Closed lithp closed 3 years ago
The Turbo Geth database consists of a few sections:
I believe that Turbo Geth only stores the leaf nodes for each trie, it keeps all the intermediate nodes for the most recent trie in memory. For instance, the account storage section only stores sha(address) -> account
pairs. This means that supporting a hypothetical GetNodeDataByPath
requires running range queries over the database and generating nodes as they're requested.
I believe that account history is stored as (sha(address), block number) -> account state as of that block
. To find out what the state of a given account was as of a given block, you can perform a range query and search forward starting at (sha(address), block number)
. The first value you find is your answer, if you don't find any values then the state as of that block is the same as the current state. To rewind the account database to a given block number you need to perform the above operation on every account (If I'm guessing right, this must be why the block # -> changed keys
index was added.)
Turbo Geth calls their history store "reverse differences". It means pruning can be supported by dropping all keys (sha(address), block number)

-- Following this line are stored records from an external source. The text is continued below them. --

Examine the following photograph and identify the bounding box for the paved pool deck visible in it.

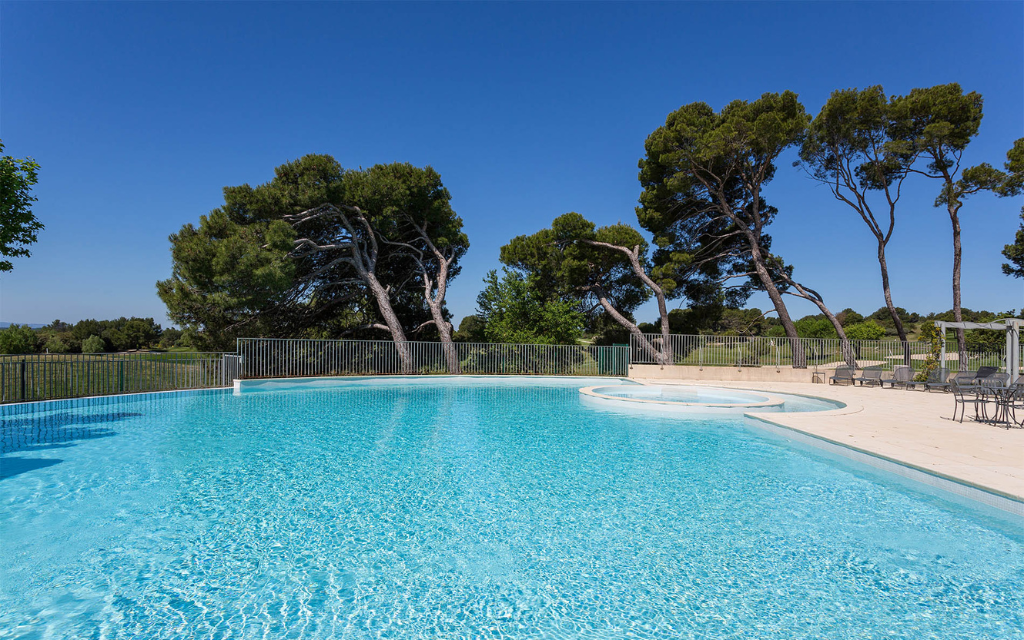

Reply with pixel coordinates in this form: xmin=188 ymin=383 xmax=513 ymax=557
xmin=634 ymin=378 xmax=1024 ymax=502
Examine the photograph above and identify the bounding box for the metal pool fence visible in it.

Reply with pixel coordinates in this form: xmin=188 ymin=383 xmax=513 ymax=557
xmin=0 ymin=334 xmax=1007 ymax=402
xmin=238 ymin=338 xmax=629 ymax=378
xmin=0 ymin=353 xmax=239 ymax=402
xmin=630 ymin=334 xmax=1006 ymax=371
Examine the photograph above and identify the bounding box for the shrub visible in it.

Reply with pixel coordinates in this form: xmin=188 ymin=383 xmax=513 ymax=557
xmin=846 ymin=319 xmax=886 ymax=340
xmin=43 ymin=334 xmax=71 ymax=353
xmin=82 ymin=336 xmax=106 ymax=353
xmin=0 ymin=325 xmax=37 ymax=353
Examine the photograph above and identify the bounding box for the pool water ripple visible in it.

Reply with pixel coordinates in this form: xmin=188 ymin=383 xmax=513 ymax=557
xmin=0 ymin=380 xmax=1024 ymax=640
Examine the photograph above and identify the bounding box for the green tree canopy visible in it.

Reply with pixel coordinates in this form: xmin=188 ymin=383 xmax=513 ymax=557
xmin=501 ymin=212 xmax=671 ymax=358
xmin=891 ymin=83 xmax=1007 ymax=361
xmin=999 ymin=138 xmax=1024 ymax=278
xmin=0 ymin=325 xmax=37 ymax=354
xmin=473 ymin=267 xmax=586 ymax=344
xmin=637 ymin=91 xmax=842 ymax=367
xmin=797 ymin=86 xmax=921 ymax=342
xmin=158 ymin=155 xmax=469 ymax=365
xmin=0 ymin=141 xmax=43 ymax=271
xmin=82 ymin=336 xmax=106 ymax=353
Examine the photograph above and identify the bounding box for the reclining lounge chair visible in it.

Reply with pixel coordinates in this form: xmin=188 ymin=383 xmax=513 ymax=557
xmin=854 ymin=367 xmax=883 ymax=387
xmin=881 ymin=365 xmax=913 ymax=389
xmin=828 ymin=367 xmax=857 ymax=384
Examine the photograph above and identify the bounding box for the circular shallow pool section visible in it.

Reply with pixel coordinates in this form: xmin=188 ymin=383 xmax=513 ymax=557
xmin=581 ymin=385 xmax=782 ymax=409
xmin=580 ymin=384 xmax=846 ymax=416
xmin=0 ymin=376 xmax=1024 ymax=640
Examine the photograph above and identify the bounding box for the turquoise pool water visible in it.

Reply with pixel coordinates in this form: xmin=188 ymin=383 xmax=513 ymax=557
xmin=0 ymin=379 xmax=1024 ymax=640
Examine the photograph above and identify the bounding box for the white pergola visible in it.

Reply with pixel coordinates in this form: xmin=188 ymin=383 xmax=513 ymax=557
xmin=935 ymin=317 xmax=1024 ymax=384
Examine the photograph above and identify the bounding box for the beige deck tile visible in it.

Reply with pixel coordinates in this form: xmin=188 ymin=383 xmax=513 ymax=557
xmin=638 ymin=379 xmax=1024 ymax=501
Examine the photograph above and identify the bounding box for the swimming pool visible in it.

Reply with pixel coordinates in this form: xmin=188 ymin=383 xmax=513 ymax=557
xmin=0 ymin=378 xmax=1024 ymax=640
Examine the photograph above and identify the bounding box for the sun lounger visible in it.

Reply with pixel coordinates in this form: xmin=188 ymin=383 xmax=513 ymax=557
xmin=882 ymin=365 xmax=913 ymax=389
xmin=854 ymin=367 xmax=883 ymax=387
xmin=828 ymin=367 xmax=857 ymax=384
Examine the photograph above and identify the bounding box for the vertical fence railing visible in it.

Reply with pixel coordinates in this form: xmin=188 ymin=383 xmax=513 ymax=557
xmin=630 ymin=334 xmax=1006 ymax=371
xmin=238 ymin=338 xmax=629 ymax=378
xmin=0 ymin=353 xmax=239 ymax=402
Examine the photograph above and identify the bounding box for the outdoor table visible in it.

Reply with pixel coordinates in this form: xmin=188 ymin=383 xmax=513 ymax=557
xmin=961 ymin=383 xmax=1024 ymax=427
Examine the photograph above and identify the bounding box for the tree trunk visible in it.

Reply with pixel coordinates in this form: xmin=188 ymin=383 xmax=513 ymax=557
xmin=782 ymin=272 xmax=859 ymax=368
xmin=427 ymin=298 xmax=462 ymax=376
xmin=594 ymin=289 xmax=666 ymax=365
xmin=942 ymin=204 xmax=967 ymax=371
xmin=630 ymin=253 xmax=675 ymax=365
xmin=748 ymin=240 xmax=807 ymax=369
xmin=366 ymin=273 xmax=416 ymax=374
xmin=810 ymin=297 xmax=856 ymax=369
xmin=879 ymin=239 xmax=911 ymax=366
xmin=584 ymin=240 xmax=675 ymax=365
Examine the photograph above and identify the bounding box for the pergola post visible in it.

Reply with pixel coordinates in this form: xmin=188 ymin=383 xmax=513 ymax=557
xmin=935 ymin=317 xmax=1024 ymax=384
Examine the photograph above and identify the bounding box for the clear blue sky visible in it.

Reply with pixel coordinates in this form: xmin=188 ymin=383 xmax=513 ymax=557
xmin=0 ymin=2 xmax=1024 ymax=323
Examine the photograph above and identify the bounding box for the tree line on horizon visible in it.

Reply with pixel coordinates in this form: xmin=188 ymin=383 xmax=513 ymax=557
xmin=0 ymin=83 xmax=1024 ymax=366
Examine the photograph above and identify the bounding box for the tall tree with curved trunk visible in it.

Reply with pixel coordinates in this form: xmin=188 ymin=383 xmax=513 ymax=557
xmin=996 ymin=138 xmax=1024 ymax=278
xmin=286 ymin=163 xmax=469 ymax=374
xmin=0 ymin=142 xmax=43 ymax=271
xmin=891 ymin=83 xmax=1006 ymax=365
xmin=501 ymin=212 xmax=672 ymax=364
xmin=800 ymin=86 xmax=919 ymax=365
xmin=285 ymin=204 xmax=415 ymax=374
xmin=640 ymin=91 xmax=810 ymax=368
xmin=370 ymin=163 xmax=469 ymax=374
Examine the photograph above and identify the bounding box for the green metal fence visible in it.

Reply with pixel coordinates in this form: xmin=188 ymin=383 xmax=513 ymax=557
xmin=238 ymin=338 xmax=629 ymax=378
xmin=0 ymin=353 xmax=238 ymax=402
xmin=630 ymin=334 xmax=1006 ymax=371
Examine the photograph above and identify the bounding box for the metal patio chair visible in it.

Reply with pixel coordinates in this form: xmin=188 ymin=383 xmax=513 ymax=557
xmin=949 ymin=378 xmax=978 ymax=423
xmin=925 ymin=371 xmax=978 ymax=391
xmin=973 ymin=367 xmax=999 ymax=384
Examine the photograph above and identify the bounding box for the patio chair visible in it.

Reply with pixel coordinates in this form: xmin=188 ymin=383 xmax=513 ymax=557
xmin=949 ymin=377 xmax=978 ymax=423
xmin=854 ymin=367 xmax=884 ymax=387
xmin=881 ymin=365 xmax=913 ymax=389
xmin=828 ymin=367 xmax=857 ymax=384
xmin=974 ymin=367 xmax=999 ymax=380
xmin=906 ymin=367 xmax=949 ymax=391
xmin=974 ymin=370 xmax=1010 ymax=387
xmin=925 ymin=371 xmax=978 ymax=391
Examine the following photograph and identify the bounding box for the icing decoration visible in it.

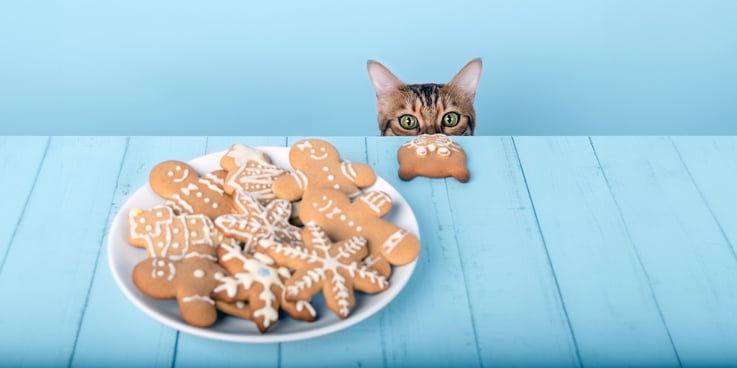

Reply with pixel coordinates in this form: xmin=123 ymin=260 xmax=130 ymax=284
xmin=272 ymin=139 xmax=376 ymax=202
xmin=263 ymin=222 xmax=389 ymax=318
xmin=212 ymin=245 xmax=317 ymax=332
xmin=128 ymin=206 xmax=234 ymax=261
xmin=220 ymin=144 xmax=286 ymax=203
xmin=215 ymin=191 xmax=301 ymax=249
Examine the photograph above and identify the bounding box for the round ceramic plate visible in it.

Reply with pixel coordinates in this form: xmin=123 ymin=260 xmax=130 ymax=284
xmin=108 ymin=147 xmax=420 ymax=343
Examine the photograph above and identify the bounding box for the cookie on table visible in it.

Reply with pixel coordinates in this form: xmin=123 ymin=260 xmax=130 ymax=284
xmin=273 ymin=139 xmax=376 ymax=202
xmin=299 ymin=189 xmax=420 ymax=276
xmin=397 ymin=134 xmax=471 ymax=183
xmin=128 ymin=205 xmax=227 ymax=262
xmin=220 ymin=144 xmax=287 ymax=204
xmin=133 ymin=257 xmax=227 ymax=327
xmin=212 ymin=245 xmax=317 ymax=333
xmin=149 ymin=161 xmax=232 ymax=220
xmin=215 ymin=191 xmax=301 ymax=253
xmin=265 ymin=221 xmax=389 ymax=319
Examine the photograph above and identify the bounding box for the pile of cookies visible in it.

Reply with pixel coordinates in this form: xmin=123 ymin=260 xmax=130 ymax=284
xmin=128 ymin=139 xmax=420 ymax=332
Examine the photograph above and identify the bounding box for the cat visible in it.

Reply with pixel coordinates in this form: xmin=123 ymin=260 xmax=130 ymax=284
xmin=366 ymin=59 xmax=481 ymax=136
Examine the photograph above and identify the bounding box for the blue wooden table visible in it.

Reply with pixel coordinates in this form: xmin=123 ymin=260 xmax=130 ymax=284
xmin=0 ymin=137 xmax=737 ymax=367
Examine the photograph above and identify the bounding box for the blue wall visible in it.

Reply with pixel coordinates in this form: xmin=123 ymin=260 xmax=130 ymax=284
xmin=0 ymin=0 xmax=737 ymax=135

where the block number is below a given value. It's complicated by CREATE2
. In a CREATE2
world SELFDESTRUCT
operations mean that tombstone values must be written to every storage item that contract owns. This could be a lot of tombstones!

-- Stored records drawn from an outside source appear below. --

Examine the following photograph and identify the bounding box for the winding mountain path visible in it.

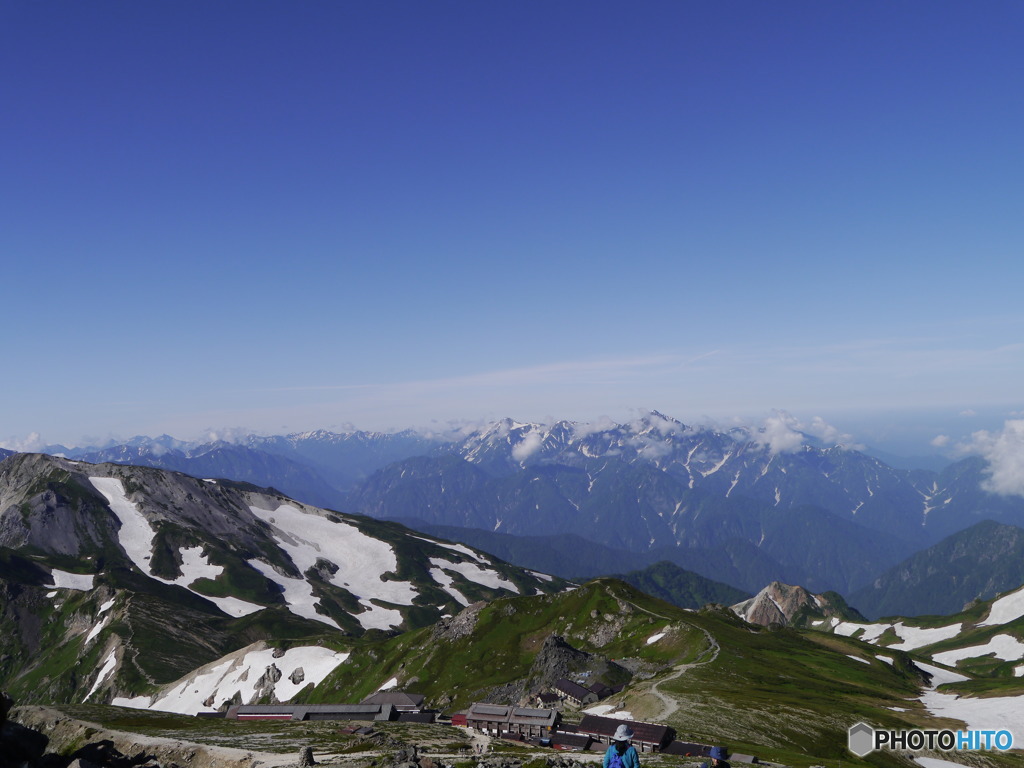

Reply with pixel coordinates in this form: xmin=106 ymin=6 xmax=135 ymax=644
xmin=650 ymin=627 xmax=721 ymax=720
xmin=615 ymin=595 xmax=721 ymax=720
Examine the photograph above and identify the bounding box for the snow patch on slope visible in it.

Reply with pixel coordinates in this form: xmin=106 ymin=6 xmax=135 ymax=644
xmin=978 ymin=587 xmax=1024 ymax=627
xmin=50 ymin=568 xmax=96 ymax=592
xmin=89 ymin=477 xmax=263 ymax=617
xmin=250 ymin=504 xmax=419 ymax=629
xmin=112 ymin=643 xmax=349 ymax=715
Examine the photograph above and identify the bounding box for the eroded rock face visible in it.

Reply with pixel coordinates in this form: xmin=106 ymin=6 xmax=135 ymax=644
xmin=0 ymin=691 xmax=14 ymax=728
xmin=248 ymin=664 xmax=284 ymax=700
xmin=433 ymin=602 xmax=486 ymax=642
xmin=732 ymin=582 xmax=835 ymax=627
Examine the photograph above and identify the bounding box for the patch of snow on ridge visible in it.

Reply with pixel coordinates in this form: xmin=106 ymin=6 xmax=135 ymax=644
xmin=248 ymin=560 xmax=341 ymax=630
xmin=89 ymin=477 xmax=263 ymax=617
xmin=249 ymin=504 xmax=419 ymax=629
xmin=978 ymin=587 xmax=1024 ymax=627
xmin=889 ymin=622 xmax=964 ymax=650
xmin=921 ymin=690 xmax=1024 ymax=733
xmin=112 ymin=646 xmax=349 ymax=715
xmin=161 ymin=547 xmax=224 ymax=589
xmin=89 ymin=477 xmax=156 ymax=575
xmin=932 ymin=635 xmax=1024 ymax=667
xmin=50 ymin=568 xmax=96 ymax=592
xmin=355 ymin=597 xmax=403 ymax=630
xmin=85 ymin=616 xmax=111 ymax=645
xmin=82 ymin=648 xmax=118 ymax=703
xmin=833 ymin=622 xmax=892 ymax=643
xmin=430 ymin=557 xmax=519 ymax=595
xmin=430 ymin=561 xmax=469 ymax=605
xmin=917 ymin=757 xmax=964 ymax=768
xmin=413 ymin=536 xmax=480 ymax=560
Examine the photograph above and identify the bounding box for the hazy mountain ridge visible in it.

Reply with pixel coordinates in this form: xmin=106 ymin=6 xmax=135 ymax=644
xmin=849 ymin=520 xmax=1024 ymax=618
xmin=9 ymin=413 xmax=1024 ymax=606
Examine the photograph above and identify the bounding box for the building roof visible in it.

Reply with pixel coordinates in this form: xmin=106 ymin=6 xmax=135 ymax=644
xmin=361 ymin=690 xmax=425 ymax=708
xmin=664 ymin=741 xmax=711 ymax=758
xmin=227 ymin=705 xmax=394 ymax=720
xmin=580 ymin=715 xmax=672 ymax=744
xmin=509 ymin=707 xmax=559 ymax=728
xmin=551 ymin=731 xmax=590 ymax=750
xmin=466 ymin=702 xmax=512 ymax=720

From an email thread with someone else working on this problem. Leaving out some details and their identity in case they don't want this to be made public yet.
turbotrie has a couple other improvements based on simplifying the data model and being more space efficient. In terms of layout, nodes are stored as: (path, trie version #, trie root hash) -> object
(I believe). This also supports pruning away older versions.
Intermediate nodes are important to have available:
Turbo Geth appears to only store leaves (I think it keeps a single copy of the trie in memory which it modifies in-place). This means that even a modified form of GetNodeData
can only serve requests for the current trie. Syncing clients must constantly pivot in order to take advantage of Turbo Geth servers.
(root hash, path) -> obj
could be used to store and quickly serve nodes. It's also very easy to prune, drop hashes which belong to blocks which have been pruned away.
It's not necessary to store intermediate nodes if they can be quickly generated when required.
I believe that many of the changes will need to be made to py-evm, maybe this issue should be transferred there.
eth.vm.base.VM.import_block()
calls self.build_state
, which returns a BaseState
based at the correct state root for executing the given block on top of. This method might have to be changed. We might have to generate the correct state and state root by first rewinding the database.
eth.vm.state.BaseState(db: BaseAtomicDB, execution_context: ExecutionContext, state_root: bytes)
assumes that all you need is a db
and a state_root
. Supporting rewinding might require passing in additional information, such as the current block number?
Likewise, eth.db.account.AccountDB(BaseAtomicDB, state_root)
might instead/also want to accept the block number.
It might be possible to leave eth.db.chain.ChainDB
and eth.db.header.HeaderDB
unchanged.
ChainDB
has get
and exists
methods. Either ChainDB
should always be rooted in the correct block or no callers should be using these to ask about account/storage data.
eth.vm.base.VM.validate_block()
calls self.chaindb.exists(block.header.state_root)
Trinity mostly lives in a purely functional world. The Turbo-Geth layout uses a canonical view of the current state and current history. This means there can be multiple read-only views of the database, but only one writer at any given time. Going the Turbo-Geth route means being careful about which state the database currently represents and only having one writing instance of the database open at a time.
This is going to be a large undertaking, what's the smallest useful change which can be tested to work and then expanded upon?
Jason suggested running both databases in parallel. I can implement some subset of functionality, such as storing reverse diffs of the account history, and have all calls persist both the old format and the new format. Reads also read from both databases and fail if any discrepancies are noticed. This allows starting with some subset of the functionality and then expanding it to include everything the old format supported.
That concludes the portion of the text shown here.